Identyfikacja osób o wysokim ryzyku samobójstwa to klucz do tego, aby zapobiec tragedii i wprowadzić odpowiednie leczenie. To jednak szczególnie trudne zadanie i w ciągu ostatnich 50 lat poczyniono na tym polu niewielkie postępy – podkreślają naukowcy z Boston University.

Reklama

Jak teraz pokazali w projekcie z udziałem weteranów, pomóc mogą badania mózgu prowadzone z pomocą funkcjonalnego MRI. Badacze odkryli bowiem, że funkcjonalna łączność między rejonami zaangażowanymi w kontrolę funkcji poznawczych i przetwarzanie myśli odnoszących się do samego siebie jest inna u osób z historią prób samobójczych, a nawet u osób tylko skłonnych do takiej próby, jeszcze przed jej dokonaniem.

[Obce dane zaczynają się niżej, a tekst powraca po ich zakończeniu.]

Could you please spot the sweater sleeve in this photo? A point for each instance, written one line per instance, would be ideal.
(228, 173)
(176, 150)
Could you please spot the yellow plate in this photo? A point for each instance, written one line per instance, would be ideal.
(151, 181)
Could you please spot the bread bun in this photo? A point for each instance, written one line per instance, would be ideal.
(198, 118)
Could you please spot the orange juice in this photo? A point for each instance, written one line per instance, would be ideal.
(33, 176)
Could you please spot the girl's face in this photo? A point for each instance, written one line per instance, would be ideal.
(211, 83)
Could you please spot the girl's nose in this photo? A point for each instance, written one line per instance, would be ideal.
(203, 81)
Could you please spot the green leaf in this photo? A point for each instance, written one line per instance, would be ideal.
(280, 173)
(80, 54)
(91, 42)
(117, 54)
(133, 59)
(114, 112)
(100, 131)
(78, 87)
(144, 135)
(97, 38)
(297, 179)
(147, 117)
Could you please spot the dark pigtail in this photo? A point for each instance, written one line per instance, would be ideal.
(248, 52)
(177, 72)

- Nasze badanie dostarcza dowodów na to, że ten wskaźnik związany z połączeniami w mózgu może być rozpoznany jeszcze przed próbą samobójczą - co pozwala sądzić, że może to pomóc w identyfikacji osób zagrożonych. Odkrycie może też doprowadzić do nowych metod leczenia, które celują w te obszary mózgu i ich podstawowe funkcje - wyjaśniła dr Audreyana Jagger-Rickels, współautorka pracy opublikowanej w piśmie "Journal of Affective Disorders".

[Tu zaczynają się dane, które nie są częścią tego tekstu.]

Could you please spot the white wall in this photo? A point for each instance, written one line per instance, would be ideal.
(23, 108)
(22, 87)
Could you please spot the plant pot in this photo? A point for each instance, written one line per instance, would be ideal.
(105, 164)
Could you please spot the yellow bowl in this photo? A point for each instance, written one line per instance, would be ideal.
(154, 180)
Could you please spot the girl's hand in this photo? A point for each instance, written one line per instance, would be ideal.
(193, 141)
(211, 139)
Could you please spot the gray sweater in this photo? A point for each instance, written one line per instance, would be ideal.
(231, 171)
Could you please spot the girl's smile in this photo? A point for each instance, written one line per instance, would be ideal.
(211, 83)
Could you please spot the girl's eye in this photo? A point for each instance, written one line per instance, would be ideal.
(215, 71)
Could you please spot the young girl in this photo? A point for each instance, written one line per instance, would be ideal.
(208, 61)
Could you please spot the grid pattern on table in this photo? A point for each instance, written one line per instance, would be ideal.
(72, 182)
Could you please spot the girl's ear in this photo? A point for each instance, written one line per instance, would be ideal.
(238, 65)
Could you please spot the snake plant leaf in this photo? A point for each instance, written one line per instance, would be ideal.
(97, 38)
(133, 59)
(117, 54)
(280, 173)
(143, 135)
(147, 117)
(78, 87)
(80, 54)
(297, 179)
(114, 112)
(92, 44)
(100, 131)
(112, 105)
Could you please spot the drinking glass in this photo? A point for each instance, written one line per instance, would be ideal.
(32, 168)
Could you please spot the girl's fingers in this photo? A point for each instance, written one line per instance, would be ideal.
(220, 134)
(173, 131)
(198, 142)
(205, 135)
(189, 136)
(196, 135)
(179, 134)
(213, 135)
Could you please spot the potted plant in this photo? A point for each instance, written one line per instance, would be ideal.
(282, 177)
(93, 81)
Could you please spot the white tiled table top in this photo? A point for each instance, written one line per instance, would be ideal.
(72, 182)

Naukowcy podkreślają, że jedno z największych wyzwań w ocenie ryzyka samobójstwa polega na tym, że opiera się ona głównie na informacjach udzielanych przez potencjalnie zagrożone osoby.

Reklama

- W rezultacie interwencje mające na celu zmniejszenie ryzyka samobójstwa są zwykle ograniczone do osób, które czują się wystarczająco komfortowo, aby ujawnić samobójcze myśli i zachowania. Wykorzystanie markerów, które nie wymagają samodzielnego raportowania takich myśli i zachowań, może pomóc nam w identyfikacji osób, które obecnie są pomijane, a także w opracowaniu nowatorskich metod leczenia nacelowanych na zachodzące w mózgu mechanizmy leżące u podstaw tendencji samobójczych – podkreśla dr Jagger-Rickels.

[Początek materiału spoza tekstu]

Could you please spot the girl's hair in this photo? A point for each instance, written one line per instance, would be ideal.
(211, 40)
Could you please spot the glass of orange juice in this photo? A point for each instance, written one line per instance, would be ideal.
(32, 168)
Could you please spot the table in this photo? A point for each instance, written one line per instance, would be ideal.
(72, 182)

Badacze podkreślają, że sama próba samobójcza zostawia dodatkowe, wyraźne ślady w mózgu. Można je dostrzec w ciele migdałowatym – rejonie związanym m.in. z zapamiętywaniem traumatycznych zdarzeń.

- Sugeruje to, że po próbie samobójczej dochodzi do zmian w mózgu, które mogą być związane ze stresorami związanymi z samą próbą i wynikającą niej traumą. Wskazuje to, że same próby samobójcze wpływają na mózg, co dodatkowo może zwiększać przyszłe ryzyko – dodaje ekspertka.